The Sacre et al. study, published in this issue of the Journal, intended to correlate between QT variance, QTVI and MIBG scanning measured sympathetic dysinnervation. In the supine phase, although the QTVI was significantly higher in patients with sympathetic dysinnervation, this difference was contributed mainly by the heart-rate variability and not by the QT variability. As mentioned earlier, this is one of the disadvantages of integrated tests. In the standing phase, the heart-rate variability, as expected, was not changed significantly in the dysinnervation group. The QTVI had a trend toward a higher value due to QT variance change. Taking in consideration all the limitations of the test mentioned before, it is crucial that in a process so easily biased there is a need for a large cohort to achieve an acceptable result. Unfortunately, this interesting study cannot provide the desired answer because the very small patient population (occasionally bellow 10 and even 0 in 1 group). The statistical evaluation is unacceptably limited if the study population is so small.

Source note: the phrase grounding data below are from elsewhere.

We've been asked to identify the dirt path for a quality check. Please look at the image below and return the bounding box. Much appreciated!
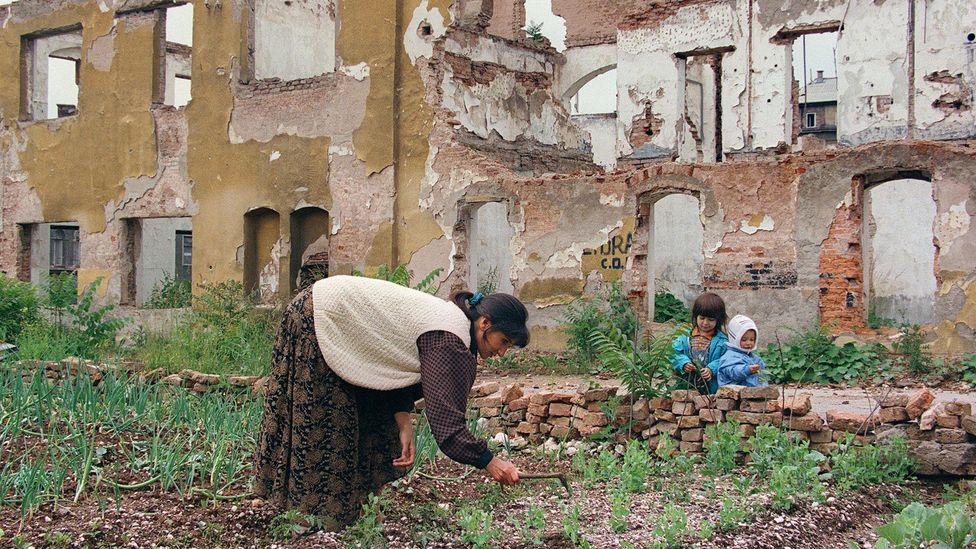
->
[476,372,976,416]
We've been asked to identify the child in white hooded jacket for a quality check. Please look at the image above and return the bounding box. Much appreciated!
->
[717,314,768,387]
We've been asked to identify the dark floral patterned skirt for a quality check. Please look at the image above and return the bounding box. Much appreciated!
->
[253,287,404,530]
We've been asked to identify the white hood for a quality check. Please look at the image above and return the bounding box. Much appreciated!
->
[727,314,758,351]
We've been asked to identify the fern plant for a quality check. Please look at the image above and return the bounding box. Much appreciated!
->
[353,264,444,295]
[588,323,687,399]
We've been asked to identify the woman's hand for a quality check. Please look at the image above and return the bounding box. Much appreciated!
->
[485,457,520,485]
[700,367,713,382]
[392,412,415,468]
[683,363,697,373]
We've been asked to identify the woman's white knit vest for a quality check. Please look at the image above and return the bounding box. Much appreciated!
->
[311,275,472,390]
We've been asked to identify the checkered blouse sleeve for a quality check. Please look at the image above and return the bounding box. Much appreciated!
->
[416,331,493,469]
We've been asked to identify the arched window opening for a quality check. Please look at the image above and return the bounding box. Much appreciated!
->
[648,194,705,321]
[862,178,937,325]
[243,208,280,299]
[467,202,514,294]
[289,207,329,293]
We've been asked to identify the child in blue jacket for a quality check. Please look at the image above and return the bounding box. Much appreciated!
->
[669,292,728,395]
[718,314,767,387]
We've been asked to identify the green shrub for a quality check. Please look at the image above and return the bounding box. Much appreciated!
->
[747,425,825,510]
[830,434,914,493]
[873,501,975,548]
[764,323,887,384]
[457,506,500,549]
[962,354,976,386]
[703,420,740,475]
[135,281,276,376]
[0,274,39,342]
[892,325,929,374]
[13,277,128,361]
[144,274,191,309]
[43,272,78,326]
[352,263,443,294]
[589,323,686,400]
[654,291,690,323]
[561,282,640,369]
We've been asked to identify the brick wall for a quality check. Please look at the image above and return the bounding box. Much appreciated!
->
[818,178,866,332]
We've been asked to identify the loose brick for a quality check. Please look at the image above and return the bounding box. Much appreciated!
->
[515,422,539,434]
[832,431,875,445]
[809,429,833,443]
[528,404,548,417]
[740,400,781,413]
[879,393,911,407]
[906,388,935,419]
[784,413,825,432]
[502,410,525,423]
[692,395,712,409]
[654,409,676,422]
[945,401,973,417]
[680,441,703,453]
[811,442,839,454]
[678,416,702,429]
[699,409,724,423]
[539,423,552,434]
[879,407,909,424]
[550,425,577,439]
[740,386,780,400]
[528,392,555,405]
[632,399,651,421]
[507,397,529,411]
[649,397,673,410]
[935,428,970,444]
[962,415,976,437]
[716,385,744,399]
[579,386,616,402]
[738,424,756,438]
[781,394,812,416]
[582,412,609,427]
[549,403,573,417]
[937,414,961,429]
[671,390,691,402]
[672,401,697,416]
[474,396,503,408]
[657,422,679,436]
[526,413,545,423]
[681,428,704,442]
[550,417,573,427]
[479,407,501,417]
[470,382,500,398]
[827,410,877,434]
[501,383,523,404]
[715,398,738,411]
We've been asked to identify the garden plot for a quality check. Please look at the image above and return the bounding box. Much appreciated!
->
[1,366,972,548]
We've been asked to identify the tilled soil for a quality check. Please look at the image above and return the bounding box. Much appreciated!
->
[0,452,945,548]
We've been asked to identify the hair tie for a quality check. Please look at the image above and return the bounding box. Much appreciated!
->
[468,292,484,307]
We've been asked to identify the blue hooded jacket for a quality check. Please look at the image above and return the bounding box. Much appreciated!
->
[717,314,768,387]
[669,330,727,394]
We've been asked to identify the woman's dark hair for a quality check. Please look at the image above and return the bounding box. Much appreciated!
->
[691,292,727,330]
[452,291,530,347]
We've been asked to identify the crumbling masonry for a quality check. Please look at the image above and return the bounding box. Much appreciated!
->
[1,0,975,352]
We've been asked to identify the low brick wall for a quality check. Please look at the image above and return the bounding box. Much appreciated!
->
[468,382,976,477]
[16,359,976,476]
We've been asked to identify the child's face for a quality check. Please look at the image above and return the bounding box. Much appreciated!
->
[696,315,717,334]
[739,329,757,350]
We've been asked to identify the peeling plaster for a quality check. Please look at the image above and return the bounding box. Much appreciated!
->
[404,0,447,64]
[87,26,116,72]
[935,200,971,255]
[740,212,774,234]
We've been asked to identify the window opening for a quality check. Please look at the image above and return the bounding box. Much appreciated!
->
[677,49,729,163]
[49,225,80,276]
[243,208,281,299]
[792,31,838,144]
[252,0,336,81]
[175,230,192,281]
[467,202,514,294]
[862,178,936,325]
[522,0,566,51]
[161,3,193,107]
[648,194,704,319]
[570,68,616,115]
[289,207,329,293]
[21,29,83,121]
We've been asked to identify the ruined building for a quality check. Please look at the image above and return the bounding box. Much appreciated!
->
[1,0,975,352]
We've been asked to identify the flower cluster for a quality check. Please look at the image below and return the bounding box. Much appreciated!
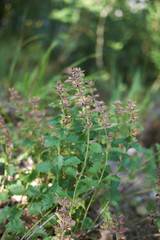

A more standard method, accepted by all, is urgently required. Standardization of the sample choosing, duration of the recording, the cutoff point between high and low risk and length of QT interval used for analysis are primary prerequisites for large comparable studies. Only in this way QT variance and QTVI can be finally tested in large prospective studies needed to implement the test in clinical practice. Otherwise, the fate of QT variance will be similar to the fate of QT dispersion.